Jewelry box is right handsome! Truly gorgeous! Chuck


----------



## Gardnaaa (Dec 19, 2020)

Wow looking good!!!!


----------



## JerseyHighlander (Dec 19, 2020)

Could not have been easy working with such small pieces but wow what beautiful wood. Nicely executed too.


----------



## GS-76 (Dec 19, 2020)

That koa us awsome. Nice work.


----------



## DLJeffs (Dec 19, 2020)

I like the jewelry box too. Nice touch with the mermaid handles.


----------



## Tony (Dec 19, 2020)

It's a shame y'all can't see that jewelry box in person. It's spectacular, pics don't do it justice!


----------



## Barb (Dec 20, 2020)

Wow! Absolutely gorgeous!


----------



## Mike Hill (Dec 21, 2020)

When the time comes - can I have a koa coffin? Saw an old show of Handcrafted America last night where a guy was making mango and koa chess sets and boards. Neat thing was that he was making them from Koa that he had on his land that he had planted 20 years prior.
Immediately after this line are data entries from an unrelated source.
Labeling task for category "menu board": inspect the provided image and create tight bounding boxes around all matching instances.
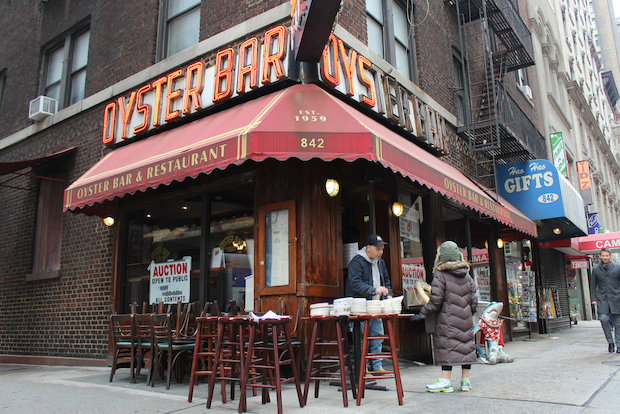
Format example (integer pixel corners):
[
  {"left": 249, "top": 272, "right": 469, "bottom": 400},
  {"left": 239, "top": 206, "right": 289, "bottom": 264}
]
[{"left": 265, "top": 209, "right": 289, "bottom": 286}]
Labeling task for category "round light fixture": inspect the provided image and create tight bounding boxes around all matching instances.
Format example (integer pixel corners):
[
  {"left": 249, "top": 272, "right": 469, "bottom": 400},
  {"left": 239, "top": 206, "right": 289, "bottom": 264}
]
[
  {"left": 392, "top": 201, "right": 405, "bottom": 217},
  {"left": 325, "top": 178, "right": 340, "bottom": 197}
]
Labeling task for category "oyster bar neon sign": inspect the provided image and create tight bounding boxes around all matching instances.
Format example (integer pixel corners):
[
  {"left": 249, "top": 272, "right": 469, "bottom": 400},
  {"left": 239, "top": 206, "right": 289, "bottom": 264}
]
[
  {"left": 102, "top": 25, "right": 288, "bottom": 145},
  {"left": 319, "top": 33, "right": 448, "bottom": 154}
]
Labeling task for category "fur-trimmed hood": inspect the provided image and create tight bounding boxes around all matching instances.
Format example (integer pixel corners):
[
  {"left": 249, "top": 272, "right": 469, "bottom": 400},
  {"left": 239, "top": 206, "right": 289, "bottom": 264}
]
[
  {"left": 433, "top": 249, "right": 469, "bottom": 274},
  {"left": 433, "top": 260, "right": 469, "bottom": 276}
]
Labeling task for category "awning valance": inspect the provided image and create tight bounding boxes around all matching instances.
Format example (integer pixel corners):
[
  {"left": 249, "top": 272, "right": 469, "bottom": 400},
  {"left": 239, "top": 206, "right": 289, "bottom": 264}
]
[
  {"left": 64, "top": 85, "right": 537, "bottom": 236},
  {"left": 539, "top": 232, "right": 620, "bottom": 254}
]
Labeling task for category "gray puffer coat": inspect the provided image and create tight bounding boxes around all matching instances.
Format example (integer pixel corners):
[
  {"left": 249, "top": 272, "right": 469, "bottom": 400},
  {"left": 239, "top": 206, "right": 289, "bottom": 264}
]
[{"left": 420, "top": 261, "right": 478, "bottom": 366}]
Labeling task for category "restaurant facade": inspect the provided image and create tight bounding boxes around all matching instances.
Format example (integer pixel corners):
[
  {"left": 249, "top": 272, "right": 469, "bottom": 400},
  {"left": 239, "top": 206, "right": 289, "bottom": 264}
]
[{"left": 0, "top": 1, "right": 538, "bottom": 363}]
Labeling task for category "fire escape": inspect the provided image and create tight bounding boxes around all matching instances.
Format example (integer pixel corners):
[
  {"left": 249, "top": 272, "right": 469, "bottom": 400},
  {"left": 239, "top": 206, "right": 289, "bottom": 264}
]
[{"left": 446, "top": 0, "right": 545, "bottom": 189}]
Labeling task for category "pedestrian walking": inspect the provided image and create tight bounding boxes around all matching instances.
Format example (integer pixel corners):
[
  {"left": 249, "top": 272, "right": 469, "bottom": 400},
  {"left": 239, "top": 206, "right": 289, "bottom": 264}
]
[
  {"left": 412, "top": 241, "right": 478, "bottom": 392},
  {"left": 590, "top": 249, "right": 620, "bottom": 353}
]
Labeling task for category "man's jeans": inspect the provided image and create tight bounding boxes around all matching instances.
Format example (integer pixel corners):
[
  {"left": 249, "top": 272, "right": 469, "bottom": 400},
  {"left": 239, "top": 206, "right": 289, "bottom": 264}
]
[
  {"left": 598, "top": 313, "right": 620, "bottom": 346},
  {"left": 362, "top": 319, "right": 383, "bottom": 371}
]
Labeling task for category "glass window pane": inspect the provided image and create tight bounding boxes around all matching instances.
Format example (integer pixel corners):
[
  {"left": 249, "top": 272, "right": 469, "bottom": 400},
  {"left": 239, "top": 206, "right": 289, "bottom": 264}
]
[
  {"left": 166, "top": 8, "right": 200, "bottom": 56},
  {"left": 69, "top": 70, "right": 86, "bottom": 104},
  {"left": 45, "top": 47, "right": 64, "bottom": 86},
  {"left": 265, "top": 209, "right": 289, "bottom": 286},
  {"left": 71, "top": 32, "right": 90, "bottom": 72},
  {"left": 396, "top": 42, "right": 409, "bottom": 77},
  {"left": 394, "top": 4, "right": 409, "bottom": 45},
  {"left": 207, "top": 184, "right": 254, "bottom": 309},
  {"left": 45, "top": 82, "right": 60, "bottom": 102},
  {"left": 366, "top": 0, "right": 383, "bottom": 24},
  {"left": 121, "top": 197, "right": 202, "bottom": 312},
  {"left": 168, "top": 0, "right": 200, "bottom": 19},
  {"left": 368, "top": 17, "right": 384, "bottom": 57}
]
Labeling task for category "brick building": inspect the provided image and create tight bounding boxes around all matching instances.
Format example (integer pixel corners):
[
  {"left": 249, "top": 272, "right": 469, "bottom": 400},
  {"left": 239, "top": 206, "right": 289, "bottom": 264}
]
[{"left": 0, "top": 0, "right": 540, "bottom": 363}]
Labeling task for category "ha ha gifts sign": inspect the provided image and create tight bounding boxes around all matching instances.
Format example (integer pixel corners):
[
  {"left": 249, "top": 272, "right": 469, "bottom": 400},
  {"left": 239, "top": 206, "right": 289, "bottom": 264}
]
[{"left": 148, "top": 256, "right": 192, "bottom": 304}]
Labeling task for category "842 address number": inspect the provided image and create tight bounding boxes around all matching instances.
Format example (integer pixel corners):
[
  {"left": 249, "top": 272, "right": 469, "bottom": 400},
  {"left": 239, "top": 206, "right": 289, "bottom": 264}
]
[{"left": 300, "top": 138, "right": 325, "bottom": 148}]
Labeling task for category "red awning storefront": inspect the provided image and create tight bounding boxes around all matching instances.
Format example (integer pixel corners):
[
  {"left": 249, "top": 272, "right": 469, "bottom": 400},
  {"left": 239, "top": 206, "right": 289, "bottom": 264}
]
[
  {"left": 64, "top": 85, "right": 537, "bottom": 236},
  {"left": 539, "top": 232, "right": 620, "bottom": 254}
]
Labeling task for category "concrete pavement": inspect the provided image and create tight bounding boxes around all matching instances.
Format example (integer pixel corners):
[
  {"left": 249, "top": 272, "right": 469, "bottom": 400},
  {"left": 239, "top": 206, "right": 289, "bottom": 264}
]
[{"left": 0, "top": 321, "right": 620, "bottom": 414}]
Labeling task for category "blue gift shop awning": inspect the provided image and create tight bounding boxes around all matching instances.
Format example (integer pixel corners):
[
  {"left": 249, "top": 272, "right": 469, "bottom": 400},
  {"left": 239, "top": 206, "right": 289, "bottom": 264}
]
[{"left": 496, "top": 160, "right": 588, "bottom": 240}]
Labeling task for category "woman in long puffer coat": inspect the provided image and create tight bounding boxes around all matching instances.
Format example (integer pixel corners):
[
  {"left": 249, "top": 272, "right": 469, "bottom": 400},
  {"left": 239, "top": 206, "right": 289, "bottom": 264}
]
[{"left": 420, "top": 241, "right": 478, "bottom": 392}]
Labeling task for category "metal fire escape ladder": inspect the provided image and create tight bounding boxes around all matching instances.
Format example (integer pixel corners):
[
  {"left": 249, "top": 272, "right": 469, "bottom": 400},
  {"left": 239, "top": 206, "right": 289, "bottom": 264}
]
[{"left": 445, "top": 0, "right": 533, "bottom": 188}]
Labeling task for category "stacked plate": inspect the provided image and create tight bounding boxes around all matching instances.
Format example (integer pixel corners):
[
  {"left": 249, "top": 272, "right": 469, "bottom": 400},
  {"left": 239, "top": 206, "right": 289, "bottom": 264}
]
[
  {"left": 310, "top": 302, "right": 329, "bottom": 316},
  {"left": 366, "top": 300, "right": 383, "bottom": 315},
  {"left": 351, "top": 298, "right": 366, "bottom": 315},
  {"left": 334, "top": 298, "right": 353, "bottom": 315}
]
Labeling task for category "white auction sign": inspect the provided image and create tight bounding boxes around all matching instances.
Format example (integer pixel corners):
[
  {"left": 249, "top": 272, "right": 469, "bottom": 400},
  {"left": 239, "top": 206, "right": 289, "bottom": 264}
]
[{"left": 148, "top": 256, "right": 192, "bottom": 304}]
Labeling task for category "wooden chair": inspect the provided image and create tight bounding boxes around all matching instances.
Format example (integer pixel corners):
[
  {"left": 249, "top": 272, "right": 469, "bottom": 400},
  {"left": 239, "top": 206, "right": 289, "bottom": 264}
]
[
  {"left": 187, "top": 316, "right": 226, "bottom": 402},
  {"left": 110, "top": 315, "right": 137, "bottom": 382},
  {"left": 151, "top": 313, "right": 194, "bottom": 390},
  {"left": 134, "top": 314, "right": 154, "bottom": 386}
]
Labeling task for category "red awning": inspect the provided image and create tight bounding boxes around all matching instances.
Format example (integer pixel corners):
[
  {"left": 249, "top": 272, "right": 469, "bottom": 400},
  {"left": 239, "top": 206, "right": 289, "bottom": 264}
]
[
  {"left": 538, "top": 232, "right": 620, "bottom": 255},
  {"left": 64, "top": 85, "right": 537, "bottom": 236},
  {"left": 577, "top": 232, "right": 620, "bottom": 254}
]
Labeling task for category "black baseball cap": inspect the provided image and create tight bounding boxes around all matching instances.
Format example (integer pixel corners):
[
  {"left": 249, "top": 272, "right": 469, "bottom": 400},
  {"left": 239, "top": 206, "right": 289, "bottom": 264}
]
[{"left": 366, "top": 234, "right": 387, "bottom": 247}]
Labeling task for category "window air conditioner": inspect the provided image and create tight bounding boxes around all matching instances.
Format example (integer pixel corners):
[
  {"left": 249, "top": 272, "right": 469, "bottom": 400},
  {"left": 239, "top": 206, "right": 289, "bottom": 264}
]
[{"left": 28, "top": 95, "right": 58, "bottom": 121}]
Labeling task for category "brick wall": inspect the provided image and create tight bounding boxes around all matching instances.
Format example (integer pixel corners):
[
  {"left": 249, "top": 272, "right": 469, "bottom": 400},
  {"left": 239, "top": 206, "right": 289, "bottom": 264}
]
[{"left": 0, "top": 108, "right": 114, "bottom": 359}]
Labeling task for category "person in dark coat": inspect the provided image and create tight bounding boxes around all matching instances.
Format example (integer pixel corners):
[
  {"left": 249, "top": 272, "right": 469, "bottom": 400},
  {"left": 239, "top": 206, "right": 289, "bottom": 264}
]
[
  {"left": 413, "top": 241, "right": 478, "bottom": 392},
  {"left": 345, "top": 234, "right": 392, "bottom": 373},
  {"left": 590, "top": 249, "right": 620, "bottom": 353}
]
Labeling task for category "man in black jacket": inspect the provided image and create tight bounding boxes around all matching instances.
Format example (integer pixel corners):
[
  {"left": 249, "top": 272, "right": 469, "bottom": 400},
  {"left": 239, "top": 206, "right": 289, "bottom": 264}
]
[
  {"left": 345, "top": 234, "right": 392, "bottom": 372},
  {"left": 590, "top": 249, "right": 620, "bottom": 353}
]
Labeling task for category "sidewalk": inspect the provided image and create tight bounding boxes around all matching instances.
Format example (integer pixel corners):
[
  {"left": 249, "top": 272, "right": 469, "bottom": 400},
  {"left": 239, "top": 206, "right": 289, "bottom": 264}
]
[{"left": 0, "top": 321, "right": 620, "bottom": 414}]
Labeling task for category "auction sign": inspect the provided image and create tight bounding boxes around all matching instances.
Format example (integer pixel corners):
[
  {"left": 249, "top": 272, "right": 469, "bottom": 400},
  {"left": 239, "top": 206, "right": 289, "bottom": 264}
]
[{"left": 148, "top": 256, "right": 192, "bottom": 304}]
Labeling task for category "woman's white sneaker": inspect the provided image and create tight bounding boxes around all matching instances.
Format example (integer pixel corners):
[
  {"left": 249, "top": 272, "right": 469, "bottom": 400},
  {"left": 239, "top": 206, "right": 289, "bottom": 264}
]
[
  {"left": 461, "top": 378, "right": 471, "bottom": 392},
  {"left": 426, "top": 378, "right": 454, "bottom": 392}
]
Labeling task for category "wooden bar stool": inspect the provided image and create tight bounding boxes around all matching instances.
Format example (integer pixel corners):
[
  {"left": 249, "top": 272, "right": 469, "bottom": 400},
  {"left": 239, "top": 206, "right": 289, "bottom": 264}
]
[
  {"left": 304, "top": 315, "right": 357, "bottom": 407},
  {"left": 207, "top": 316, "right": 249, "bottom": 408},
  {"left": 239, "top": 316, "right": 304, "bottom": 414},
  {"left": 187, "top": 316, "right": 226, "bottom": 402},
  {"left": 356, "top": 314, "right": 403, "bottom": 405}
]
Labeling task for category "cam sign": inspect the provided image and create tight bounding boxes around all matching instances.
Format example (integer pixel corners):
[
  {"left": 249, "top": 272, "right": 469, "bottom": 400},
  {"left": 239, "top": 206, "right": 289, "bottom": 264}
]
[{"left": 148, "top": 256, "right": 192, "bottom": 304}]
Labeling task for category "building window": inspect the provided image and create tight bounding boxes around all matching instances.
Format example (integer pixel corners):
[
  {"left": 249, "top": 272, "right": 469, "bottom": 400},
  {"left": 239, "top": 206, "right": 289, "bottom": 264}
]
[
  {"left": 366, "top": 0, "right": 416, "bottom": 82},
  {"left": 42, "top": 30, "right": 90, "bottom": 109},
  {"left": 0, "top": 69, "right": 6, "bottom": 114},
  {"left": 161, "top": 0, "right": 200, "bottom": 59},
  {"left": 26, "top": 171, "right": 67, "bottom": 280},
  {"left": 452, "top": 55, "right": 467, "bottom": 125}
]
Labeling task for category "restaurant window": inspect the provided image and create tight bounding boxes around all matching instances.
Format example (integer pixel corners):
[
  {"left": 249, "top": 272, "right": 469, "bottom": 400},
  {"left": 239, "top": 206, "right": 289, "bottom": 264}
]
[
  {"left": 257, "top": 200, "right": 297, "bottom": 295},
  {"left": 42, "top": 29, "right": 90, "bottom": 109},
  {"left": 121, "top": 196, "right": 202, "bottom": 311},
  {"left": 366, "top": 0, "right": 416, "bottom": 82},
  {"left": 26, "top": 171, "right": 67, "bottom": 280},
  {"left": 398, "top": 190, "right": 427, "bottom": 306},
  {"left": 119, "top": 183, "right": 254, "bottom": 311},
  {"left": 207, "top": 184, "right": 254, "bottom": 311},
  {"left": 160, "top": 0, "right": 200, "bottom": 59},
  {"left": 0, "top": 69, "right": 6, "bottom": 114}
]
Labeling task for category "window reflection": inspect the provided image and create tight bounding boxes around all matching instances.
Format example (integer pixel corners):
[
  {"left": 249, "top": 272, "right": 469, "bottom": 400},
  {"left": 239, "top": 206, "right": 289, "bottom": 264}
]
[{"left": 122, "top": 197, "right": 202, "bottom": 310}]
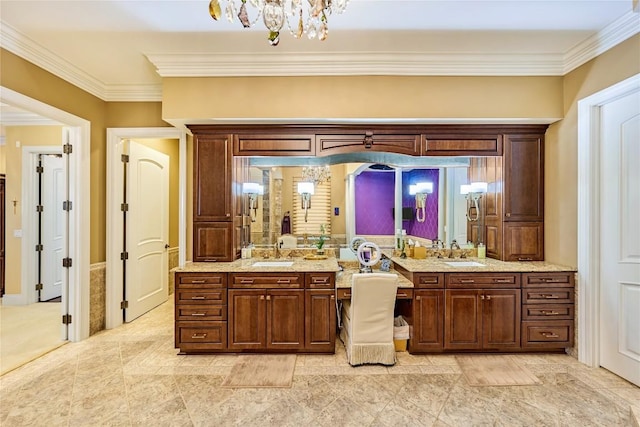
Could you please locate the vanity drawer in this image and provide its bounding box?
[413,273,444,289]
[305,273,335,289]
[176,322,227,352]
[522,272,575,288]
[176,288,227,305]
[522,304,575,320]
[522,320,573,348]
[230,273,304,289]
[176,304,227,321]
[176,273,227,288]
[446,273,520,289]
[522,288,574,304]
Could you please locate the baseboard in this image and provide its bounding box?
[2,294,27,305]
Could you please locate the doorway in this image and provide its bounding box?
[106,128,187,329]
[578,74,640,385]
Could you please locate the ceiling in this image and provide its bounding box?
[0,0,640,111]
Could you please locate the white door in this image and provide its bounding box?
[600,91,640,386]
[124,141,169,322]
[40,154,66,301]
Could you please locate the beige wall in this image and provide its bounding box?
[162,76,563,123]
[136,139,180,248]
[5,126,62,294]
[0,49,168,263]
[545,35,640,267]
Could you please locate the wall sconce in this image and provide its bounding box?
[242,182,264,222]
[460,182,487,221]
[298,182,314,222]
[409,182,433,222]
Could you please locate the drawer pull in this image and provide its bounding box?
[191,333,207,340]
[540,332,560,338]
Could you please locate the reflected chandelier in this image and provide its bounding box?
[302,166,331,185]
[209,0,349,46]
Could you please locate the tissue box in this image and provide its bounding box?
[413,246,427,259]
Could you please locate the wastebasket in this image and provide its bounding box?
[393,316,409,351]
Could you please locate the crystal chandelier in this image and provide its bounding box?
[209,0,349,46]
[302,166,331,185]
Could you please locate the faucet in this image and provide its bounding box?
[449,239,460,258]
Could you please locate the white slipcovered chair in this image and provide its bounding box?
[340,273,398,366]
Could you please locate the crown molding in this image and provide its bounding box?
[147,52,563,77]
[562,11,640,75]
[0,21,162,102]
[5,11,640,102]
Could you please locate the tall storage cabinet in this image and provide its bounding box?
[193,133,249,261]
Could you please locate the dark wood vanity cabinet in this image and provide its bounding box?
[193,131,250,261]
[522,272,575,349]
[444,273,521,351]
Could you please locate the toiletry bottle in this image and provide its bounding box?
[478,243,487,258]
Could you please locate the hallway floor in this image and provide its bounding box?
[0,301,640,427]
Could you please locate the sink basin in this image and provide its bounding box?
[445,261,486,267]
[252,261,293,267]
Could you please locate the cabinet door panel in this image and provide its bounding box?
[305,290,336,353]
[193,222,235,262]
[503,222,544,261]
[228,289,266,350]
[444,290,482,350]
[267,289,305,349]
[504,135,544,221]
[193,135,232,221]
[410,290,444,353]
[481,290,521,350]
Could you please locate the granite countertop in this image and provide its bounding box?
[173,257,340,273]
[336,268,413,288]
[391,257,576,273]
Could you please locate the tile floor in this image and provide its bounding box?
[0,301,640,427]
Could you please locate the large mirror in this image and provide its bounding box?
[245,153,480,251]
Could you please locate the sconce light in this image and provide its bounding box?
[409,182,433,222]
[298,182,314,222]
[460,182,487,221]
[242,182,264,222]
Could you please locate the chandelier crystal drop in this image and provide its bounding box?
[302,165,331,185]
[209,0,349,46]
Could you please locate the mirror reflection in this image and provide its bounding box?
[245,158,480,252]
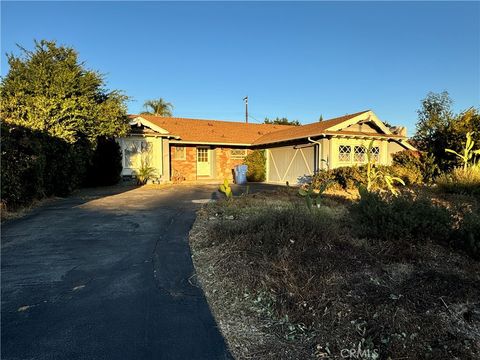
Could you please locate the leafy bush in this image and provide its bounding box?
[135,159,157,185]
[452,212,480,259]
[391,150,439,185]
[352,189,453,242]
[437,165,480,195]
[86,137,122,186]
[243,150,267,182]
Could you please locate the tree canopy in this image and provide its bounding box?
[0,40,129,143]
[142,98,173,117]
[263,117,300,126]
[413,91,480,170]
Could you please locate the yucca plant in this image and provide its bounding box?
[366,140,405,196]
[218,179,233,199]
[445,131,480,171]
[135,159,157,185]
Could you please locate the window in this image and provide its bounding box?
[172,146,187,160]
[338,145,352,161]
[124,140,153,169]
[370,146,380,162]
[353,145,367,162]
[230,149,247,160]
[197,148,208,162]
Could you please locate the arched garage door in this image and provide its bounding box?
[267,145,315,185]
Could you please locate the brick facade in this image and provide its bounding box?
[170,145,251,182]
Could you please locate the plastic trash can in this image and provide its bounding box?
[234,165,248,185]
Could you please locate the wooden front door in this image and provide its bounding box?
[197,148,211,176]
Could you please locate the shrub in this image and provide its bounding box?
[437,164,480,195]
[352,190,453,242]
[332,166,367,189]
[451,212,480,259]
[86,137,122,186]
[312,166,366,190]
[391,150,439,185]
[1,123,91,209]
[243,150,267,182]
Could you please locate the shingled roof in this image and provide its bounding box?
[252,110,369,145]
[130,115,293,145]
[130,110,405,146]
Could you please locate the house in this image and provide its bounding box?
[118,110,414,184]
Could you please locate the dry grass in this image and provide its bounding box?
[190,190,480,359]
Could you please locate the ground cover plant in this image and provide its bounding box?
[190,189,480,359]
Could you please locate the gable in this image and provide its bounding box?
[342,121,383,134]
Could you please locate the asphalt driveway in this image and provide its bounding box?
[1,186,244,360]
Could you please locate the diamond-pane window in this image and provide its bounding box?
[353,145,367,162]
[370,146,380,162]
[230,149,247,160]
[338,145,352,161]
[172,146,187,160]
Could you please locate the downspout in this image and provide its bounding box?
[307,134,328,170]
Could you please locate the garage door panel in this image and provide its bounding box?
[268,146,314,184]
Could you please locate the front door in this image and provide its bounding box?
[197,148,210,176]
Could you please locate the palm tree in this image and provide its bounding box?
[142,98,173,117]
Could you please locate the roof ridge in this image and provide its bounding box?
[129,114,292,128]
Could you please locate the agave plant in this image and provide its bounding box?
[445,131,480,171]
[366,140,405,196]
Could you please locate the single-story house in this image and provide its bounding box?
[118,110,414,184]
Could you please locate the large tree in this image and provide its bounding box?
[0,40,129,143]
[142,98,173,117]
[263,117,300,126]
[413,91,480,170]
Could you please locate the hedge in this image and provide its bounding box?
[1,123,121,210]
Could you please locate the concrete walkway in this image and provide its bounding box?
[1,186,235,360]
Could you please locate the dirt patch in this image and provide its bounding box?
[190,191,480,359]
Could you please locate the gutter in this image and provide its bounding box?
[307,134,329,170]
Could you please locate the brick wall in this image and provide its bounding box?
[170,145,250,182]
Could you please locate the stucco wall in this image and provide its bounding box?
[117,136,164,177]
[170,145,197,181]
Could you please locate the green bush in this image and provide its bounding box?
[437,164,480,195]
[86,137,122,186]
[451,212,480,259]
[243,150,267,182]
[351,190,453,242]
[1,123,91,209]
[391,150,439,185]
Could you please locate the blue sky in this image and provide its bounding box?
[1,2,480,134]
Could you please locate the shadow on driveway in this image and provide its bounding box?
[1,186,240,360]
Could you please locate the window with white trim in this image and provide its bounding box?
[230,149,247,160]
[172,146,187,160]
[370,146,380,162]
[338,145,352,162]
[353,145,367,162]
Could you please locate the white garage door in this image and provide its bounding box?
[267,145,315,185]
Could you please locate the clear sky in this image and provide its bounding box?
[1,1,480,134]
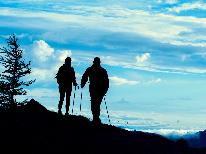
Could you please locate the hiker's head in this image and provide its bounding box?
[65,57,72,66]
[93,57,101,66]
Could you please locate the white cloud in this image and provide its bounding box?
[32,40,54,62]
[147,78,162,84]
[109,76,139,86]
[57,50,72,62]
[27,88,58,98]
[31,67,57,82]
[144,129,200,139]
[157,0,178,4]
[136,53,151,64]
[168,2,206,13]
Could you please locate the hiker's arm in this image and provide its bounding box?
[72,68,77,87]
[105,70,109,94]
[81,68,89,88]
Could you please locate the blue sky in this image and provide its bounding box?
[0,0,206,135]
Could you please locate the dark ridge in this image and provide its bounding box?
[187,130,206,149]
[0,100,206,154]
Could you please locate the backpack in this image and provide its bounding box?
[55,65,67,84]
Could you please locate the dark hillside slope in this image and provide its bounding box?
[0,100,204,154]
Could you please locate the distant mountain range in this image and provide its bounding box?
[0,100,206,154]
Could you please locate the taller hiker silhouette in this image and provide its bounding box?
[81,57,109,123]
[56,57,77,115]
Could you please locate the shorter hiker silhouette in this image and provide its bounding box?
[56,57,77,115]
[81,57,109,124]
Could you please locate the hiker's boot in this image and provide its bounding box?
[58,109,62,115]
[65,112,69,117]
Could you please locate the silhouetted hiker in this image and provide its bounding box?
[81,57,109,123]
[56,57,77,115]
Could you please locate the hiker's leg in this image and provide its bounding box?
[91,96,100,123]
[58,85,65,113]
[66,89,72,114]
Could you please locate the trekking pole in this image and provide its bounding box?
[79,90,82,113]
[72,86,76,114]
[104,97,111,125]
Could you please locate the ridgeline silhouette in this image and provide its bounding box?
[0,100,206,154]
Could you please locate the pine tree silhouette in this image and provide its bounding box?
[0,34,35,109]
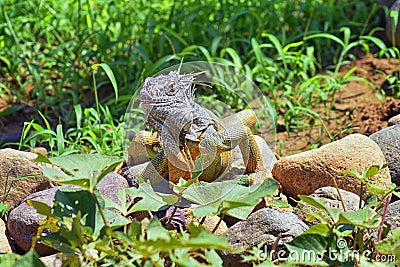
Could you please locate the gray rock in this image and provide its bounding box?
[272,134,391,198]
[220,208,308,266]
[386,200,400,230]
[293,186,364,226]
[7,173,128,256]
[0,148,51,211]
[388,114,400,126]
[0,219,12,254]
[224,135,276,180]
[7,187,58,256]
[370,124,400,185]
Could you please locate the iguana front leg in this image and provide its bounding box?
[200,110,268,182]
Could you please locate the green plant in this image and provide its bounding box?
[0,154,278,266]
[285,165,398,266]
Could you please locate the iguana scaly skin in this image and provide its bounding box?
[128,67,268,186]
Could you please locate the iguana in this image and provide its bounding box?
[125,63,268,187]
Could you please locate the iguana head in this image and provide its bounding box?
[140,69,198,106]
[140,65,205,135]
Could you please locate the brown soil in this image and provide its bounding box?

Reactions: Like 1 | Way Cool 1


----------



## rob3232 (Dec 21, 2020)

Beautiful box Jim! Thanks for sharing!

Reactions: Thank You! 1


----------



## DLJeffs (Dec 21, 2020)

Mike Hill said:


> When the time comes - can I have a koa coffin? Saw an old show of Handcrafted America last night where a guy was making mango and koa chess sets and boards. Neat thing was that he was making them from Koa that he had on his land that he had planted 20 years prior.


No.

Reactions: Agree 1


----------



## Mike Hill (Dec 22, 2020)

DLJeffs said:


> No.


Oh heck! I'ma gunna go suck my thumb now!

Reactions: +Karma 1 | Informative 1


----------